Keraguan yang khas ketika pergantian Leader merupakan kerap terdengar dan menjadikan keunikan tersendiri, hal itu merupakan sangat manusiawi nyanyian kenyamanan hati tak berharap hilang rasa dan tak didapat kembali.

Dinamika itu saya anggap hanya bumbu penyedap saja. Tetapi, saya harus bisa meyakinkan bahwa kenyamanan akan dirasa kembali. Alhasil itu berwujud dan InshaAlloh saya berusaha menumbuhkan saling percaya diantara kita satu dengan lainya.

Bulan pertama sejak berlabuh di SABA tentu banyak mendapatkan energi positif, berupaya menyerap dan memahami situasi dan kondisi yang ada. Bagi saya SABA adalah ruang dan waktu penuh tantangan dan unik. Berharap meramu menjadi menu yang unik dengan yakin akan menghasilkan cita rasa prestasi yang unik pula.

Disatu waktu dibulan yang sama dikesempatan siang itu, saya beranjak menuju rumah Kasepuhan Pasireurih. Abah Aden. Disambut dengan keramahtamahan Kasepuhan merupakan energi positif. Disuguhkan pula dengan dimensi mozaik tata ruang khas Kasepuhan.

Rumah yang khas, lingkungan yang khas dirasa ada pada dimensi ruang yang berbeda. Nampak pula rumah panggung dilengkapi dengan buku-buku bacaan dikelola oleh Abah Maman dan pemuda lainya. Hal itu mencerminkan berliterasi sangat penting dimanapun berada menumbuhkembangkan pengetahuan mencerdaskan kehidupan bangsa, bagian dari upaya melestarikan nilai-nilai luhur karsa dan rasa dalam kehidupan sehari-hari.

Banyak hal yang kita bicarakan bersama Abah Aden. Sambutan hangat memberikan rasa nyaman sebagai bentuk jalinan Silaturahmi.

Mipit amit ngala menta, itulah peribahasa orangtua yang selalu ditanamkan dalam menjaga tatanan dan etika ketika kita berada disatu tempat baru atau memiliki tujuan, sehingga hal tersebut mempererat jalinan memberikan rasa nyaman dan aman. Bertandang ke rumah Abah merupakan bentuk etika yang saya lakukan untuk menumbuhkan nilai Silaturahmi.

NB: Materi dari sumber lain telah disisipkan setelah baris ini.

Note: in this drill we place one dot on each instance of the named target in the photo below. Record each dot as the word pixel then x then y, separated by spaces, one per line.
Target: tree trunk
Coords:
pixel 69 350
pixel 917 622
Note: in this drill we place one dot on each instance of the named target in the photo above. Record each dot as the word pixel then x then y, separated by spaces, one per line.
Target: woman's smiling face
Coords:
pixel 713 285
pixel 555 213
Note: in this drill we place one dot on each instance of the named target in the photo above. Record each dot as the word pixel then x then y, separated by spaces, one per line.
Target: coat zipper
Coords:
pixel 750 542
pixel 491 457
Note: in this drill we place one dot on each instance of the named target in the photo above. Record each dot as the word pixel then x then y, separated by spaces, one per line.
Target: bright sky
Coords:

Siang hari semilir hangat angin dari Gunung Bongkok mencitrakan kehangatan wilayah pegunungan. Kerap rehat sejenak di pelataran halaman belakang terasa cukup dekat dalam pandangan, wajah gunung yang mempesona.

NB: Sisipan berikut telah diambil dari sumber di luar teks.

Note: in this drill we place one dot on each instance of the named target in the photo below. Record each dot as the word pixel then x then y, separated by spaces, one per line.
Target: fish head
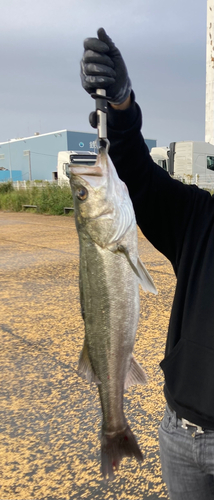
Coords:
pixel 103 208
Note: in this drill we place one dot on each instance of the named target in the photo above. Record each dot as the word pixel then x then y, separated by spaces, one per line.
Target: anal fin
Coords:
pixel 135 375
pixel 85 369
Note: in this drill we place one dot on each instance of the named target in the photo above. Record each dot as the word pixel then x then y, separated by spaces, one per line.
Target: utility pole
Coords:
pixel 209 115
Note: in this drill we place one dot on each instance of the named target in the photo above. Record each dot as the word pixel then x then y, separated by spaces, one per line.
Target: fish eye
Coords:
pixel 82 193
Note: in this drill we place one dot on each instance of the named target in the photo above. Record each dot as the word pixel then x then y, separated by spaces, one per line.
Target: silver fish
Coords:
pixel 110 273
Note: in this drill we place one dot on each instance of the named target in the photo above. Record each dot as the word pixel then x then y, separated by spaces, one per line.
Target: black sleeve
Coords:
pixel 162 205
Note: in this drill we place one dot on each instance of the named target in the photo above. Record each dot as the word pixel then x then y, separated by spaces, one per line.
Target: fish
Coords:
pixel 110 272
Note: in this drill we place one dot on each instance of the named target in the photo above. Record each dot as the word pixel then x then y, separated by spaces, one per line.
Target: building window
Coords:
pixel 210 162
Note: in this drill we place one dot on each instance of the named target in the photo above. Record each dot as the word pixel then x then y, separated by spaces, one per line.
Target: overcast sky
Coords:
pixel 162 41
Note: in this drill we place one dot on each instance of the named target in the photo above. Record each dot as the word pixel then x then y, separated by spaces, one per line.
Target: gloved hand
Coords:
pixel 103 67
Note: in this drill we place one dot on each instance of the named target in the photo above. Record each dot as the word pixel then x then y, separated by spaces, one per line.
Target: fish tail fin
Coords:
pixel 114 447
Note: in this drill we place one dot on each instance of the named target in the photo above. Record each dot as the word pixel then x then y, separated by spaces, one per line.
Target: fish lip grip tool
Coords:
pixel 99 120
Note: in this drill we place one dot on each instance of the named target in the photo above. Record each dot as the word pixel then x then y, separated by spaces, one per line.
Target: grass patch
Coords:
pixel 50 199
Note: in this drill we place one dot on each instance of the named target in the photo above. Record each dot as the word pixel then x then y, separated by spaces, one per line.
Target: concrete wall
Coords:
pixel 44 148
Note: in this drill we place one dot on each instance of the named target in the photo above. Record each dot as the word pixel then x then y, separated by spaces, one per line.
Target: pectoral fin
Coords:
pixel 135 375
pixel 144 277
pixel 85 369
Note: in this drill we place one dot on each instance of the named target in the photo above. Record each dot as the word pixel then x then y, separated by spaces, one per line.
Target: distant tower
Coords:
pixel 209 117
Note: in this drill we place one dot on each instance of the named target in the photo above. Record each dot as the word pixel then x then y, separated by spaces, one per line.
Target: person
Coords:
pixel 178 220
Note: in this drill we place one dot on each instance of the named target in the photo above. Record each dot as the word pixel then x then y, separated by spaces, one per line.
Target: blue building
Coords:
pixel 36 156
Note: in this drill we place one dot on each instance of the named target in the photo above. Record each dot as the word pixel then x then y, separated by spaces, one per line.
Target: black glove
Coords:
pixel 102 67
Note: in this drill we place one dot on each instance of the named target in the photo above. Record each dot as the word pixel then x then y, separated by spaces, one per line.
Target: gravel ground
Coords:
pixel 50 418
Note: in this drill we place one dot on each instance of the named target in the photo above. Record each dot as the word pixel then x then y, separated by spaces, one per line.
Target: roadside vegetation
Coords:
pixel 50 199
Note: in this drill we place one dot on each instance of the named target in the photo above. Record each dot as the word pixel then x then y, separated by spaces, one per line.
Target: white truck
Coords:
pixel 191 162
pixel 65 158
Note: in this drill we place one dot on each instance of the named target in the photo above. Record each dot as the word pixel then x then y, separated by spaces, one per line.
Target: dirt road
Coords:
pixel 50 418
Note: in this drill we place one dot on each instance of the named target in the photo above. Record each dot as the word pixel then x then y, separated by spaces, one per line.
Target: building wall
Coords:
pixel 44 148
pixel 5 175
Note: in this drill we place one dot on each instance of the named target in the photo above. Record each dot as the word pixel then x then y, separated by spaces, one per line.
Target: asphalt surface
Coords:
pixel 49 418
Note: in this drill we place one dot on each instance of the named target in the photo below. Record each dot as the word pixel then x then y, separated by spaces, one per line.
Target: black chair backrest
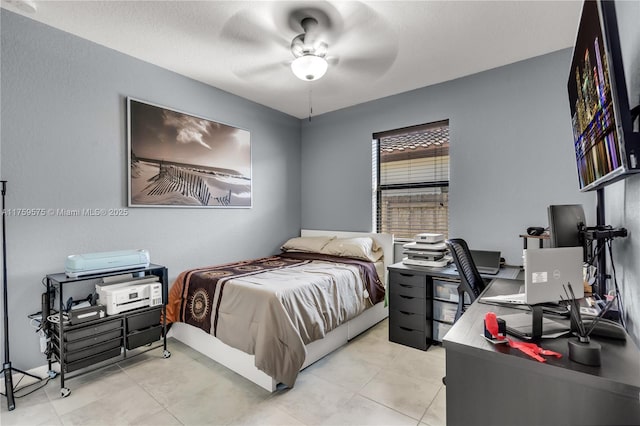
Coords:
pixel 471 282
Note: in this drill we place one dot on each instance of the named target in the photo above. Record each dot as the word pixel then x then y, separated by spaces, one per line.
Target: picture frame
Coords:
pixel 177 159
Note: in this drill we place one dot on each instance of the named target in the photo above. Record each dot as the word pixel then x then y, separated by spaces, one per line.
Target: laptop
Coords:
pixel 487 262
pixel 547 271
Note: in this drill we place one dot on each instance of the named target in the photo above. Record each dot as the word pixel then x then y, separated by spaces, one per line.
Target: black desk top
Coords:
pixel 450 271
pixel 620 360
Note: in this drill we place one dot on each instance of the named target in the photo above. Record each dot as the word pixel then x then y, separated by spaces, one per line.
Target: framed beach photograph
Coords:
pixel 182 160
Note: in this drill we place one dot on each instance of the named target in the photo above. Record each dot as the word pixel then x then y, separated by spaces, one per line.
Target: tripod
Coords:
pixel 7 370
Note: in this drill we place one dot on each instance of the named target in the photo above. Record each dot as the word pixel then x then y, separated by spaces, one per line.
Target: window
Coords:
pixel 411 180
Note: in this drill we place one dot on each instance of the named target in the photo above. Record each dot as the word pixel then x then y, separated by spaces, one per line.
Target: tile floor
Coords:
pixel 370 381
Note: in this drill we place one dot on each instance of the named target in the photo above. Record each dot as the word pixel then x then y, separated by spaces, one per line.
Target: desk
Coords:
pixel 423 302
pixel 498 385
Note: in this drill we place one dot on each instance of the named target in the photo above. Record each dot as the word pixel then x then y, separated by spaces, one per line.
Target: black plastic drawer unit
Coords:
pixel 409 308
pixel 139 321
pixel 144 337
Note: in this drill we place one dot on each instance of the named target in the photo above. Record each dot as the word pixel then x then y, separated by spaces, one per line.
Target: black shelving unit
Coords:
pixel 79 347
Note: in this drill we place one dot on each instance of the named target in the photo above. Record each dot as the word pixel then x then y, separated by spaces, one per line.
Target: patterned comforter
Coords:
pixel 272 307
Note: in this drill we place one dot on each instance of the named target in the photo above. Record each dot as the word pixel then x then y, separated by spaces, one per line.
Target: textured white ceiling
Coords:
pixel 376 48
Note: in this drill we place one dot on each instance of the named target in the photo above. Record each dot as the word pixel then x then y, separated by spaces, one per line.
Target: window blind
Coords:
pixel 412 190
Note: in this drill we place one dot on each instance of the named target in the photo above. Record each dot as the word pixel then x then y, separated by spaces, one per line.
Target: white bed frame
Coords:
pixel 244 364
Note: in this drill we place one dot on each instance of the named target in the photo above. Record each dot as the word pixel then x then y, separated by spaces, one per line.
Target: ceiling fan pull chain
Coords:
pixel 310 105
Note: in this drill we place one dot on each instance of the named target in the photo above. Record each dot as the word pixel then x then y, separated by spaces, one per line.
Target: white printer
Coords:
pixel 78 265
pixel 131 294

Citra suasana itu banyak memberikan inspirasi, seakan dimensi itu menunjukan dan menuntun untuk mencipta karya bersama.

Bila teringat akan keraguan mereka yang disana atas apa yang dimiliki dalam diri, seakan mengisyaratkan bahwa mereka paling mampu diatas segala-galanya. Namun Sang Pencipta diri ini melindungi Karunia-Nya. Buktikan!…….buktikan diatas langit ada langit!…..jangan pernah menyerah. Itulah rontaan hati, betapa hinaan keraguan menjadikan semangat untuk memecahkan keraguan mereka.

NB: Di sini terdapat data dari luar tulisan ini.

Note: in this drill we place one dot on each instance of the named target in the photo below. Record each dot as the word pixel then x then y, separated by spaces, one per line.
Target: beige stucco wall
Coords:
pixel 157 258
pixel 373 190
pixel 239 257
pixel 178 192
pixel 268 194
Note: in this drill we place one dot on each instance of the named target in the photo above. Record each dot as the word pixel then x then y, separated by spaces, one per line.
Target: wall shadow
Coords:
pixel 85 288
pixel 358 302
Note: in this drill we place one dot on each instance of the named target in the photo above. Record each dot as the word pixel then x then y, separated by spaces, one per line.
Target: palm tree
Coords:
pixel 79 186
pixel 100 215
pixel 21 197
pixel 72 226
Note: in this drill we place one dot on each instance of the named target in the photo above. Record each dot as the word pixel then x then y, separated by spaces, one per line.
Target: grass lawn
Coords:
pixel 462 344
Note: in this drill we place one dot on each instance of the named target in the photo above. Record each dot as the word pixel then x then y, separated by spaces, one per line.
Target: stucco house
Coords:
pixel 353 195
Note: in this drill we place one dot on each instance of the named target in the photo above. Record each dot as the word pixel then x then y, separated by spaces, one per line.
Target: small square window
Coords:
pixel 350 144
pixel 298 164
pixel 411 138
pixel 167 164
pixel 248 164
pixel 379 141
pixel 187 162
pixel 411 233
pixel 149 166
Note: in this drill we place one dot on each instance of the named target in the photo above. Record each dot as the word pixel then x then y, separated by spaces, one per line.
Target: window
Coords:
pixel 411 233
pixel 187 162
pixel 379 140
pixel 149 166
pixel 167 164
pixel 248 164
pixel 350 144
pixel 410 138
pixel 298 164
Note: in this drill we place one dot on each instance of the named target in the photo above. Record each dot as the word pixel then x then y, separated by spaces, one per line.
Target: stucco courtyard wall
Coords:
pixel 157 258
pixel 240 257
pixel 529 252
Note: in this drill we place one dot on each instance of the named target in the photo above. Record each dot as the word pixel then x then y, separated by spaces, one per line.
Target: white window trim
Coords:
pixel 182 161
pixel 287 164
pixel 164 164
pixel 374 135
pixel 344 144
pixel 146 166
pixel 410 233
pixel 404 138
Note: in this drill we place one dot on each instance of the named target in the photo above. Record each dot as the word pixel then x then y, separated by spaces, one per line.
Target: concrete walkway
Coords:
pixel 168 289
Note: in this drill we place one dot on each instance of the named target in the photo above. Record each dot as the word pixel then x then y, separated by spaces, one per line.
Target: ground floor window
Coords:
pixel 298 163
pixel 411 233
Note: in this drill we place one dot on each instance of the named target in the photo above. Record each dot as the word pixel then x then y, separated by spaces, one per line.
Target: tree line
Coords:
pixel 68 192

Banyak momentum yang terlah terikhtiarkan dan terbuktikan, keraguan mereka terbantahkan namun pengakuan itu tak terlontarkan. Dasar munafik!.

Dibalik Gunung Bongkok lahir SABA, rumah kedua yang bergelora haus akan pembaharuan berikrar bersama kita mampu menggapainya. Waktu mengiringi mimpi kita bersama. SABA aku datang hadir mereka memeluku penuh dengan optimisme.